Monthly Archives: March 2014

Presenting timegaps, a tool for thinning out your data

I have released timegaps, a command line program for sorting a set of items into rejected and accepted ones, based on the age of each item and user-given time categorization rules. While this general description sounds quite abstract, the concept is simple to grasp considering timegaps’ main use case (quote from the readme file):

Timegaps allows for thinning out a collection of items, whereas the time gaps between accepted items become larger with increasing age of items. This is useful for keeping backups “logarithmically” distributed in time, e.g. one for each of the last 24 hours, one for each of the last 30 days, one for each of the last 8 weeks, and so on.

A word in advance: I would very much appreciate to receive your feedback on timegaps. And, if you like it, spread it — Thanks!

Motivation: simple implementation of backup retention policies

Backup strategies must be very well thought through. An important question is at which point old backups are to be deleted or, in other words, which old backups are to be kept for how long. This is generally implemented as a so-called data retention policy — a quote from Wikipedia (Backup):

The secondary purpose of backups is to recover data from an earlier time, according to a user-defined data retention policy, typically configured within a backup application for how long copies of data are required.

Why is the implementation of such a policy important? Obviously, storing all periodically (e.g. daily) created snapshots wastes valuable storage space. A backup retention policy allows to precisely determine which snapshots will be kept for how long. It allows users to find a trade-off between data restoration needs and the cost of backup storage.

People usually implement an automatic backup solution which takes periodic snapshots/backups of a certain data repository. Additionally, unless the data is very small compared to the available backup space, the user has to implement a retention policy which automatically deletes old backups. At this point, people unfortunately tend to take the simplest possible approach and automatically delete snapshots older than X days. This is easily implemented using standard command line tools. However, a clearly more sophisticated and safer backup retention strategy is to also keep very old backups, just not all of them.
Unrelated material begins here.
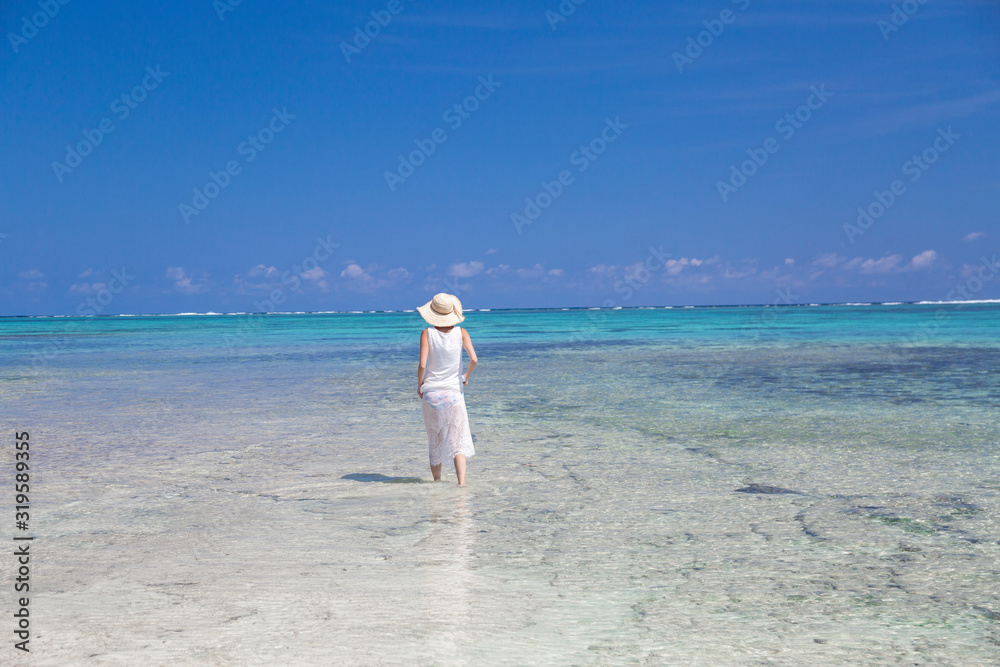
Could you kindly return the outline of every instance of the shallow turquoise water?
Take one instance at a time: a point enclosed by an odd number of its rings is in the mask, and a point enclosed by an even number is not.
[[[992,664],[1000,305],[0,319],[37,664]],[[377,637],[375,641],[373,638]]]
[[[661,345],[872,343],[998,345],[1000,304],[495,310],[471,312],[477,340],[517,348],[588,342]],[[0,354],[335,344],[338,353],[408,345],[416,313],[0,318]],[[8,356],[10,355],[10,356]],[[31,361],[33,359],[29,359]],[[36,361],[36,364],[40,363]]]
An obvious solution is to retain backups “logarithmically” distributed in time. The well-established backup solution rsnapshot does this. It creates a structure of hourly / daily / weekly / ... snapshots on the fly. Unfortunately, other backup approaches often lack such a fine-grained logic for eliminating old backups, and people tend to hack simple filters themselves. Furthermore, even rsnapshot is not able to post-process and thin out an existing set of snapshots. This is where timegaps comes in: you can use the backup solution of your choice for periodically (e.g. hourly) creating a snapshot. You can then — independently and at any time — process this set of snapshots with timegaps and identify those snapshots that need to be eliminated (removed or displaced) in order to maintain a certain “logarithmic” distribution of snapshots in time. This is the main motivation behind timegaps, but of course you can use it for filtering any kind of time-dependent data.

Usage example

Consider the following situation: all *.tar.gz files in the current working directory happen to be daily snapshots of something. The task is to accept one snapshot for each of the last 20 days, one for each for the last 8 weeks, and one for each of the last 12 months, and to move all others to the directory notneededanymore. Using timegaps, this is a simple task:

$ mkdir notneededanymore
$ timegaps --move notneededanymore days20,weeks8,months12 *.tar.gz

Done.

Design goals and development notes

Timegaps aims to be a slick, simple, reliable command line tool — ready to be applied in serious system administration work flows that actually touch data. It follows the Unix philosophy, has a well-defined command line interface, and well-defined behavior with respect to stdin, stdout, stderr and its exit code, so I expect it to be applied in combination with other command line tools such as find. You should head over to the project page for seeing more usage examples and a detailed specification.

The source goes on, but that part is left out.